Malattie epatopancreatiche in gravidanza

Sono malattie legate a infezioni acute e croniche, a malattie specifiche della gravidanza, a malattie infiammatorie a carico del sistema epato-pancreatico.

Epatite A: la mortalità materna è rara e lo stato di portatore cronico non esiste. La trasmissione perinatale si verifica solo nel caso che l'infezione materna venga contratta nelle ultime settimane di gravidanza, nel periodo intrapartum o nel post partum.

Epatite B: la trasmissione perinatale dell'infezione è più frequente durante il parto vaginale, mentre è rara la trasmissione transplacentare. Se la madre è portatrice cronica, la trasmissione neonatale varia a seconda del quadro immunologico (90% se HBcAg+). L'epatite neonatale non è grave, ma il bambino infetto diventa portatore cronico nell'85% dei casi, se nato da madre HBsAg+/HBcAg+ e nel 5% dei casi, se la madre è HBsAg+/HbcAg. Nonostante ciò, è possibile effettuare il parto vaginale, facendo un’accurata profilassi al neonato.

Trattamento del neonato da madre con sospetta o certa infezione:
- somministrazione di immunoglobuline entro 12 ore dalla nascita (0.5 ml) im;
- somministrazione del vaccino anti epatite B entro 12 ore dalla nascita;
- ripetere la somministrazione dopo 1 e 6 mesi.

La profilassi anti epatite B riduce il rischio di infezione cronica neonatale al 10%.

Epatite Delta: l’infezione da virus delta è contemporanea o sovrapposta a quella da Epatite B.

Epatite C: è possibile lo sviluppo dello stato di portatore cronico, in caso di trasmissione perinatale. Se la madre è portatrice cronica dell’ infezione, è possibile la trasmissione al feto. L’utilità dell’immunoprofilassi al neonato è ancora incerta.

Epatite E: l’aumento della mortalità materna è legato al frequente riscontro di epatiti fulminanti.

Epatite Fulminante: porta a rapida insufficienza epatica e ad evoluzione encefalopatica nell’arco di 8 settimane.

Epatiti Croniche: la prognosi della gravidanza dipende dalla severità del quadro della biopsia epatica.

Cirrosi Epatica ed Ipertensione Portale: è una condizione molto rara in gravidanza, ma molto grave per il rischio di vita materna e fetale.

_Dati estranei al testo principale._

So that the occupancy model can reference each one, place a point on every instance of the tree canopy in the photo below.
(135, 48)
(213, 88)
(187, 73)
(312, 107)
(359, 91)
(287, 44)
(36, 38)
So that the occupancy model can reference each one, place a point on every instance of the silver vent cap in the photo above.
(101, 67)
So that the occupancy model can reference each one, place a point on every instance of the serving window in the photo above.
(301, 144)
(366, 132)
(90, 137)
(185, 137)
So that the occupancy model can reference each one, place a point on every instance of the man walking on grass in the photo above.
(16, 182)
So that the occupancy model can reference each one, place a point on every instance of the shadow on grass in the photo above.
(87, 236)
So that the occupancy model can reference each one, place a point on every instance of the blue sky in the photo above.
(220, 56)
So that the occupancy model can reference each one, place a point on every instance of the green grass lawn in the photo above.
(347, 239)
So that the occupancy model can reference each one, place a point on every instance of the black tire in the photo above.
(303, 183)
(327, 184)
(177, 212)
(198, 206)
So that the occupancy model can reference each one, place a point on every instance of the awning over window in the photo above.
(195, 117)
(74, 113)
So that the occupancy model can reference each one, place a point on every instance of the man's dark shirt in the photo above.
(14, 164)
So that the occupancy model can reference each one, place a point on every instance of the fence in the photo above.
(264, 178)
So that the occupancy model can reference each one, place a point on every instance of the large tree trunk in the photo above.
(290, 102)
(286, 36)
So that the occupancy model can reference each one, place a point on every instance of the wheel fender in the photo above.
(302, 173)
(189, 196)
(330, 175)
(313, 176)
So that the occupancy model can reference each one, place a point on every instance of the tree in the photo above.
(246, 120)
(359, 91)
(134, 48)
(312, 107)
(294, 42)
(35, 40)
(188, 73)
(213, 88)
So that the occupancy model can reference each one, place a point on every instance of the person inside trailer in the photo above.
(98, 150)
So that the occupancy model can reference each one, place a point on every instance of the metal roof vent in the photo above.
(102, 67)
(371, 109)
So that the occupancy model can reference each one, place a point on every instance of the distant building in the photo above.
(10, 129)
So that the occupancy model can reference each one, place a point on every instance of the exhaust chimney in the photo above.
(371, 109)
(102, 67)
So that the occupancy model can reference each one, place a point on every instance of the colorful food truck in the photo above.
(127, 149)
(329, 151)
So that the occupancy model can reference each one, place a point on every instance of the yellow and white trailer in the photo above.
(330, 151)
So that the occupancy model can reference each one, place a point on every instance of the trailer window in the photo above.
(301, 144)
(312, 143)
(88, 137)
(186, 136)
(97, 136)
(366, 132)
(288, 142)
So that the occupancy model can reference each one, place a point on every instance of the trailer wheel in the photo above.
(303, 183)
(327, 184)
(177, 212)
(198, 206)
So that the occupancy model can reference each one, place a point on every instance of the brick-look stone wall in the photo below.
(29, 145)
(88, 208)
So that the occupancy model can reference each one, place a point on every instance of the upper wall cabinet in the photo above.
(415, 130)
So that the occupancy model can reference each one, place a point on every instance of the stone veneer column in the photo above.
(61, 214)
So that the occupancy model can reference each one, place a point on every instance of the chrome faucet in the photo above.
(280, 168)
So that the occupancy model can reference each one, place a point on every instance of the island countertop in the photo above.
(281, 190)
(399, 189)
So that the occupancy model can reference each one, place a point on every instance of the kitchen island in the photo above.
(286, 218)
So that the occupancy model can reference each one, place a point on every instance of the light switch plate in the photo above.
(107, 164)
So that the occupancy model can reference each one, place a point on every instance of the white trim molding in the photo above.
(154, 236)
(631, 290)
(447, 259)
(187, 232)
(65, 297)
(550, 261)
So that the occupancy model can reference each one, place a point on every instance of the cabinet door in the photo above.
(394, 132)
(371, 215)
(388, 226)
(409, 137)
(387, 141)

Epatosi Gravidica: è un disordine epatico specifico della gravidanza. La situazione epatica si risolve dopo il parto. Le conseguenze materne dell’epatosi gravidica sono legate agli effetti del prurito cronico e all’emorragie post partum legate all’aumento del tempo di protrombina. La complicanza fetale più frequente è il parto pretermine, ma vengono anche descritti casi di sofferenza fetale.

Protocollo di trattamento: per ridurre l’intensità del prurito sono di aiuto gli antistaminici e sostanze di uso topico. Il fenobarbital fino ad un dosaggio massimo di 200 mg/die può determinare una riduzione del prurito ed un effetto sedativo. Un certo beneficio è ottenuto dalla Solfo-Adenosil-L-Metionina. Nelle pazienti che non rispondono può essere impiegata la colestiramina alla dose di 12 gr/die. Le pazienti con steatorrea e tempo di protrombina alterato devono ricevere un supplemento di vitamina K parenterale 1 volta a settimana ed altresì risulta utile trattare i nati da tali pazienti con vitamina K alla nascita.

Atrofia Giallo acuta della gravidanza: è una rara complicanza dell’ultimo trimestre di gravidanza, attualmente con un tasso di mortalità materna e fetale del 20%.

Pancreatite acuta: l’insorgenza di pancreatite acuta è rara in gravidanza, mentre è più facile trovarsi di fronte, in gravidanza, ad una pancreatite subacuta. La presenza di queste condizioni, aumenta la percentuale di mortalità materna, mentre la prognosi fetale è difficile da stabilire con certezza.